Umat Islam Jangan Terjebak Konflik Keagamaan
WONOGIRI, suaramerdeka.com - Umat Islam, diseru
untuk tidak terjebak konflik internal keagamaan, apalagi dengan sesama
muslim. Jangan mudah menilai musyrik dan syirik kepada sesama umat.
Tapi diserukan, agar bangkit untuk membangun persatuan dan kesatuan,
dalam kerangka pembangunan yang berwawasan kebangsaan.
Demikian
ditegaskan oleh KH Maulana Al-Habib Muhammad Luthfi bin Yahya, saat
memberikan tausiyah di forum maulid akbar menyongsong peringatan hari
jadi Kabupaten Wonogiri Ke 272. Pengajian akbar yang digelar di
alun-alun Giri Kridha Bhakti, Sabtu malam (4/5) ini, diikuti oleh
ribuan umat Islam Kabupaten Wonogiri yang tergabung dalam jamaah Negara
Kesatuan Republik Indonesia (NKRI).
Karena banyaknya umat yang
datang, menjadikan mereka sampai meluber ke luar hamparan alun-alun.
Sebagian pada duduk di tepian jalan lingkar dan trotoar di luar
alun-alun.
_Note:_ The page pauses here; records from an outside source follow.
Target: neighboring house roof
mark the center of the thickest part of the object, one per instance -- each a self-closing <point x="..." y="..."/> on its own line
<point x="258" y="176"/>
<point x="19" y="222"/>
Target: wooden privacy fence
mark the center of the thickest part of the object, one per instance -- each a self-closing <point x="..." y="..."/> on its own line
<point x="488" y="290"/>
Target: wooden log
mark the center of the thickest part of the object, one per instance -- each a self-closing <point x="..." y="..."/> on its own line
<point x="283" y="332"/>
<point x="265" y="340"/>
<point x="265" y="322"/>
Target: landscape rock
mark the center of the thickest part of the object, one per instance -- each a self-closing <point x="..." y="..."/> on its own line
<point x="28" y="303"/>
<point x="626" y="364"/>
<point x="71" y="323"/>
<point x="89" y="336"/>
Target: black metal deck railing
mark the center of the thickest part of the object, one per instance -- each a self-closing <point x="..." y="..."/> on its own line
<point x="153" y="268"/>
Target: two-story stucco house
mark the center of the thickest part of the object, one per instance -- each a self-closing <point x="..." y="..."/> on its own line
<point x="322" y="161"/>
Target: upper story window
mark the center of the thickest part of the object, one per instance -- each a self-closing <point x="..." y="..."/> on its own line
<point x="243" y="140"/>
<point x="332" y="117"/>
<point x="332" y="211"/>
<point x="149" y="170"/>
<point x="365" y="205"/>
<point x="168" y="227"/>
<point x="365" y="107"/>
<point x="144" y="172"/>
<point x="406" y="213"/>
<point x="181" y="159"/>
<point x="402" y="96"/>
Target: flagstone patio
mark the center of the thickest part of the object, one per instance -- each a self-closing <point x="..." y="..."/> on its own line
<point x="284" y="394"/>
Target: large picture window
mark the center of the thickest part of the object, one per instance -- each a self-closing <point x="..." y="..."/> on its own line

Sejak sore, mereka dihibur musik hadroh rebana, yang
melantunkan aneka nyanyian Islami dan pemanjatan beragam doa puja-puji,
untuk menunggu kehadiran Habib Luthfi yang baru tiba pukul 23.00.
Ikut
memberikan sambutan, Sekda Drs Budisena MM, Kapolres AKBP Dra Tanti
Septiyani, Dandim 0728 Letkol (Inf) Mirza dan Bupati Danar Rahmanto.
Bersamaan itu, dilakukan pelantikan Muslimat Qoridiyah se Solo Raya.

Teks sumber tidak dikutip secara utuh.